Ich wünsche Ihnen schöne Weihnachten!

(Beifall bei der Linksfraktion.PDS und des Abg. Holger Zastrow, FDP)

Für die CDUFraktion spricht Herr Prof. Bolick.

Herr Präsident! Meine sehr verehrten Damen und Herren! Herr Porsch, wie immer viele Worte. Wenn wir nicht die letzte Sitzung vor Weihnachten hätten, würde ich sagen: Wie immer viel Blabla, aber keine Ansätze.

(Zuruf des Abg. Prof. Dr. Peter Porsch, Linksfraktion.PDS)

Auf der einen Seite sprechen Sie von dem Mäuschen, das irgendetwas geboren hätte; auf der anderen Seite bestätigen Sie aber einen großen Wurf, nämlich die Fusion der Landesversicherungsanstalten. Irgendwo passt das alles nicht zusammen, was Sie hier erzählen, doch ich will darauf nicht näher eingehen. Mir ist es sowieso unklar, warum die PDS vor Weihnachten noch am letzten Sitzungstag das Ganze zum Thema macht, und ich glaube, die große Mehrheit im Hohen Hause ist darin meiner Meinung.

(Beifall bei der CDU)

Staatsminister Winkler wird zu den Einzelheiten sicherlich noch sprechen.

(Leichte Heiterkeit)

Nach meiner Erkenntnis ist das Ergebnis durchaus sichtbar. Positiv gewendet, könnte man sagen: Gut Ding will Weile haben, und es kann niemand erwarten, dass solch große Aufgaben innerhalb kürzester Zeit geregelt sind.

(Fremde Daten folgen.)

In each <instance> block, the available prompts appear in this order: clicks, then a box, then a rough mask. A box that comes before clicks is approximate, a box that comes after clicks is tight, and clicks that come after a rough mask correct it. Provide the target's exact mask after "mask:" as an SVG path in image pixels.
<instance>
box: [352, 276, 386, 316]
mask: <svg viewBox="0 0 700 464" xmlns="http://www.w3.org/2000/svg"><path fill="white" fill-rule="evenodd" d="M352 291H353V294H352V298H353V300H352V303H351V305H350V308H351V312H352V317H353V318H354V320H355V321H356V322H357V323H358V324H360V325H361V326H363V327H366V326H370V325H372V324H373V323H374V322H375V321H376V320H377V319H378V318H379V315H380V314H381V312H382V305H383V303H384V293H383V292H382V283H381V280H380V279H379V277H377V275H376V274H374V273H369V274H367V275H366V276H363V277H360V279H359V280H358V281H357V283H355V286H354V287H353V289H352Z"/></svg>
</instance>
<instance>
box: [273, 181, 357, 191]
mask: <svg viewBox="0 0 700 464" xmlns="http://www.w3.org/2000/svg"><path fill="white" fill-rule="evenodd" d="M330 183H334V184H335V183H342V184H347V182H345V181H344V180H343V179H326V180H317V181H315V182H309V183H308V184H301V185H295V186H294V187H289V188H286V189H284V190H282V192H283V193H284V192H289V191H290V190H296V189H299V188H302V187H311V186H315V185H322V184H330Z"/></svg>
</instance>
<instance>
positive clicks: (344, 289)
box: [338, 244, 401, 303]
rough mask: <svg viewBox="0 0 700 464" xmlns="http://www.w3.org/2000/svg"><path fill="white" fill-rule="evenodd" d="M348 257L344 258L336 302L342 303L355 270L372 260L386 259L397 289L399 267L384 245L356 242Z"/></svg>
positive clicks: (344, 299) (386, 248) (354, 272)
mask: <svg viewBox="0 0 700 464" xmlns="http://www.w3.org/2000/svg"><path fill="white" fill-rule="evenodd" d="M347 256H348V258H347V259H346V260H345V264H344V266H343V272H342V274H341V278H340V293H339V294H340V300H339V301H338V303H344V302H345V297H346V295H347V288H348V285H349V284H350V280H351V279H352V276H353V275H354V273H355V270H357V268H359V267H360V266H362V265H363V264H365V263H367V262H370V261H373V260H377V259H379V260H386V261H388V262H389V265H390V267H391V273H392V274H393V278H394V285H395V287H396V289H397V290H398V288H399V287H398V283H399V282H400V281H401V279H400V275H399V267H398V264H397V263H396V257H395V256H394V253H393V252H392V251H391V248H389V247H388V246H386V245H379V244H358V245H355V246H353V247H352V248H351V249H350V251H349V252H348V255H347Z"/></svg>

Auch das vor zwei Monaten schon hier im Hause diskutierte Luftverkehrskonzept wird ein Meilenstein sein oder ist ein konkretes Ergebnis dieser Verhandlungen. Wer mit dem Haushalts- und Finanzausschuss und dem Wirtschaftsausschuss vor 14 Tagen bei der Flughafengesellschaft in Leipzig war und sich die Informationsveranstaltung der Mitteldeutschen Flughafen AG angesehen hat, der konnte sehen, dass sich die Region entwickelt, dass auch die Abgeordneten aus Sachsen-Anhalt und aus Thüringen ein hohes Interesse an der Veranstaltung hatten und wir in dieser Hinsicht gemeinsam etwas erreicht haben.

(Vereinzelt Beifall bei der CDU)

Eines der acht Hauptziele, nämlich Bedingungen für eine führende Verkehrs- und Logistikkompetenz zu schaffen, ist damit in greifbare Nähe gerückt und wer die Verkehrsinfrastruktur außerhalb des Flughafens – Autobahn, Bahnanbindung usw. – im Großraum Leipzig sieht und kennt, der wird das auf jeden Fall bestätigen. Aber Sie negieren ja immer alles.

(Zuruf des Abg. Prof. Dr. Peter Porsch, Linksfraktion.PDS)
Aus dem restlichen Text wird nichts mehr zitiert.